Even in defeat at Wembley on Saturday, Newcastle’s performance against Tottenham was a fine description of their manager’s abilities. Spurs would eventually find a way through, but only really because of Martin Dubravka’s uncharacteristic error and, despite their passivity, it wasn’t a loss that they deserved.
Throughout the season and away from more prominent discussions about the potential sale of the club and Mike Ashley’s transfer reticence, Rafael Benitez has suffered criticism. Not from fans of the club, but certainly from outsiders, who view Benitez’s disaffection with Ashley as a fig leaf for his side’s performances and league position.
It’s really part of a broader point: mainstream analysis has this strange reluctance to criticise Ashley. When certain pundits are questioned over his running of the club, there’s a sense that they temper what they think, offering party lines instead of more honest assessments. In some instance, with particular people, there’s a way to explain that. With others, though, it’s very strange indeed. Football clubs are always a top-to-bottom enterprise and it’s very rare for a team not to be a reflection of its organisational health.
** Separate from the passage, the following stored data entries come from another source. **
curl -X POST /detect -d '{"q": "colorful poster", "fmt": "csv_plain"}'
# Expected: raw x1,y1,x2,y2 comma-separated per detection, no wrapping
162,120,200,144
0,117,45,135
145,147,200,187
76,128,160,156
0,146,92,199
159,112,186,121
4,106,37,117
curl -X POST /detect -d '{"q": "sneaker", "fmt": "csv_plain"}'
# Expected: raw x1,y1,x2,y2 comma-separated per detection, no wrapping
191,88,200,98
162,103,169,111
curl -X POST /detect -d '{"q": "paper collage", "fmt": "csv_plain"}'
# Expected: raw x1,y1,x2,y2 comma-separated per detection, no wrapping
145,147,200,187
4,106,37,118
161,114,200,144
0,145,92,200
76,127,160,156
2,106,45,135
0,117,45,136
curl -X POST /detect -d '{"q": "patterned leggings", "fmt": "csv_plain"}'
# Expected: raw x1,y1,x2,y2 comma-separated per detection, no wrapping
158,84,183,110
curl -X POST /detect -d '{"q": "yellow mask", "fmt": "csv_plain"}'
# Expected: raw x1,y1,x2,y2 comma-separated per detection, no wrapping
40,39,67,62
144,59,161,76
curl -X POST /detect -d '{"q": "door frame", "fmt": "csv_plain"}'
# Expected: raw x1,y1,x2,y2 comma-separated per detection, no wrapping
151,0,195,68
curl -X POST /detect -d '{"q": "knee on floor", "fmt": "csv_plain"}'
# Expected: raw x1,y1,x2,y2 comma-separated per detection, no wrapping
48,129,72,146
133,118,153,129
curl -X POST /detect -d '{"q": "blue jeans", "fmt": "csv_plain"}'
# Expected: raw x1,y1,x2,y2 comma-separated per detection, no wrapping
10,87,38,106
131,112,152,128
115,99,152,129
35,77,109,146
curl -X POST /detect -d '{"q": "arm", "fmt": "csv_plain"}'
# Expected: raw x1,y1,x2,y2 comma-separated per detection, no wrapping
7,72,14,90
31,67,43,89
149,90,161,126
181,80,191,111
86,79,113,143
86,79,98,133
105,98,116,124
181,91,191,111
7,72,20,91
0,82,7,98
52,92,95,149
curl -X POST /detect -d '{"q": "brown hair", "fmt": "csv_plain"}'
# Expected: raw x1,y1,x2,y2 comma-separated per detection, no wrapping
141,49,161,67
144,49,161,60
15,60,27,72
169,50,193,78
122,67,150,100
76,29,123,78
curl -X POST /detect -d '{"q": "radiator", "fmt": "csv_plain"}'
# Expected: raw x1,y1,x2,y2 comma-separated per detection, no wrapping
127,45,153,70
The implication being, of course, that everything which occurs above Benitez’s paygrade will always – always – affect his job performance.
Equally, whatever he is able to achieve at Newcastle must always be divided by whatever Ashley’s effect is calculated to be – which is what caught the eye in Saturday’s narrow loss at Wembley.
Benitez declared himself satsified after the game. He confessed that his side could have been better with the ball and that, between now and the end of the season, they must become more efficient in possession. But he also recognised how hard his players had worked defensively and how anaemic they made Tottenham look for long periods. They may have faced a Spurs side shorn of its two most important attacking players, but Mauricio Pochettino was still able to call on Son Heung-Min, Lucas Moura, Erik Lamela and Fernando Llorente, all players who – with the exception of Llorente – would walk into Newcastle’s starting eleven.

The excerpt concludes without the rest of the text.